Why was WannaCry so effective

WannaCry was a type of malware that caused a large-scale ransomware attack in May 2017. The malware spread through a computer network exploiting a vulnerability in Microsoft Windows operating system that had been previously discovered by the NSA and leaked online. 

WannaCry exploited a vulnerability in Microsoft Windows known as EternalBlue, which was initially discovered by the US National Security Agency (NSA) and then leaked online by a group of hackers called Shadow Brokers in April 2017. The vulnerability exists in the Windows Server Message Block (SMB) protocol, which is used for file and printer sharing on a network.

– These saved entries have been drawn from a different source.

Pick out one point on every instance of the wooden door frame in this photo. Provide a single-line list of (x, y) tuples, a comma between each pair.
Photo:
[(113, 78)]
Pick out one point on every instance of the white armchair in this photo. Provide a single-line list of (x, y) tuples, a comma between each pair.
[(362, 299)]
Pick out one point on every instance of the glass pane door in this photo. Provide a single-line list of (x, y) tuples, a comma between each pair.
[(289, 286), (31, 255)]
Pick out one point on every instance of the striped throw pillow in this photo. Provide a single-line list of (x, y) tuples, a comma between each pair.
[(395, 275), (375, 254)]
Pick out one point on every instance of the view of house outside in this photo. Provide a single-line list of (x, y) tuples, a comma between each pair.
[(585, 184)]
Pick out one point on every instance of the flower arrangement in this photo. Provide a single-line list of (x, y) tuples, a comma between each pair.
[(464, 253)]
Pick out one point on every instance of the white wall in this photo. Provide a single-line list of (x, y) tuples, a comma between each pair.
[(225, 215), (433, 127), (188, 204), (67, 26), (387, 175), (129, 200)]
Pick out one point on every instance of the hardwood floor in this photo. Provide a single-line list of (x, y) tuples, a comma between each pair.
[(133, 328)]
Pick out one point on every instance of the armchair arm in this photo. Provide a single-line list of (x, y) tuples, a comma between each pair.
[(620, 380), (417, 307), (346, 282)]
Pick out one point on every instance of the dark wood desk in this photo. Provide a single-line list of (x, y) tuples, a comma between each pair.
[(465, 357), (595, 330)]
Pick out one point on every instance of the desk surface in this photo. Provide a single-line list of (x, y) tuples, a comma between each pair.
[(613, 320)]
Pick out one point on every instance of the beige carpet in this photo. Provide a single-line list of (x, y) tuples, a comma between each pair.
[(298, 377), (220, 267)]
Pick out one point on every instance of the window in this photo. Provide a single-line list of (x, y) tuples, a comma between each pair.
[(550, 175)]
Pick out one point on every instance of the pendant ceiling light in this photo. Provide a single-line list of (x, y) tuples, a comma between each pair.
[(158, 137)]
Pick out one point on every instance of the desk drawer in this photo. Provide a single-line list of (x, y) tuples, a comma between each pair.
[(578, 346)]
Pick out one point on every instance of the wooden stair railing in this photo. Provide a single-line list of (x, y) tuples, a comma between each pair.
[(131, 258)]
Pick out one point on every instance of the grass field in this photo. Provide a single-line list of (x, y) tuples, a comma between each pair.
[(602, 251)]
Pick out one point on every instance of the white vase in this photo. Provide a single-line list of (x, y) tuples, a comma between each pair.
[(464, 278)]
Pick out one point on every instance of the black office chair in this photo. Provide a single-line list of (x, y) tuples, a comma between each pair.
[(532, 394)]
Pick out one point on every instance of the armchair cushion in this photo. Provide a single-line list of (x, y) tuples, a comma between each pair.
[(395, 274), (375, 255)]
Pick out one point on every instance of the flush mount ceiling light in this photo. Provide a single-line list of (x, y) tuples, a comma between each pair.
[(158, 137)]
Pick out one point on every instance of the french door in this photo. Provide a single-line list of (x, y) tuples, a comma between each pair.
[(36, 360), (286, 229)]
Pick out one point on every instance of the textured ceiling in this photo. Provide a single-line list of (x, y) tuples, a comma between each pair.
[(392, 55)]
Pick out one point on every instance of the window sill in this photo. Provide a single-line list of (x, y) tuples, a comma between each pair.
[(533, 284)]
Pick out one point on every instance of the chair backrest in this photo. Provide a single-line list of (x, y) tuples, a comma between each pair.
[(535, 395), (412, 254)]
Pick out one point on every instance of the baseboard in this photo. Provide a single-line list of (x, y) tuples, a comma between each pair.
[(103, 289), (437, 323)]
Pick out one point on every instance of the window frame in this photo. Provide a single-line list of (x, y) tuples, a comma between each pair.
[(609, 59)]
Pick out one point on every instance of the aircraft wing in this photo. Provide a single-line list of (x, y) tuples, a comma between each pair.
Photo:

The EternalBlue exploit works by sending a specially crafted packet to a vulnerable computer’s SMB service, which allows an attacker to execute remote code on the targeted system. Once the attacker gains control of the computer, WannaCry uses a combination of techniques to spread to other vulnerable computers on the same network, including the use of a backdoor called DoublePulsar.

What made WannaCry particularly dangerous was its ability to spread rapidly through networks, including those that were not up-to-date with the latest security patches. Microsoft had released a patch for the EternalBlue vulnerability in March 2017, but many organizations had not yet applied the patch at the time of the attack. This allowed WannaCry to infect hundreds of thousands of computers around the world in just a few days.

Once it infected a computer, WannaCry encrypted the user’s files and demanded a ransom payment in exchange for the decryption key. The attack affected hundreds of thousands of computers in over 150 countries, including the UK’s National Health Service, which had to cancel operations and appointments as a result. Although the attack was eventually halted, it highlighted the need for better cybersecurity measures and raised awareness about the dangers of ransomware attacks.

WannaCry was stopped by a combination of efforts from cybersecurity researchers and law enforcement agencies. A young cybersecurity researcher, known by the pseudonym MalwareTech, accidentally discovered a “kill switch” in the code of the malware. By registering a domain name that the malware was programmed to check before executing, he was able to stop the spread of the malware. This allowed cybersecurity researchers to analyse the malware and develop tools to remove it from infected computers.

Law enforcement agencies also played a role in stopping WannaCry by tracking down the individuals responsible for the attack. In December 2017, the US Department of Justice charged a North Korean hacker with the WannaCry attack, along with other cybercrimes. Although the hacker has not been extradited to the US to face trial, the charges sent a message to other cybercriminals that their actions would not go unpunished.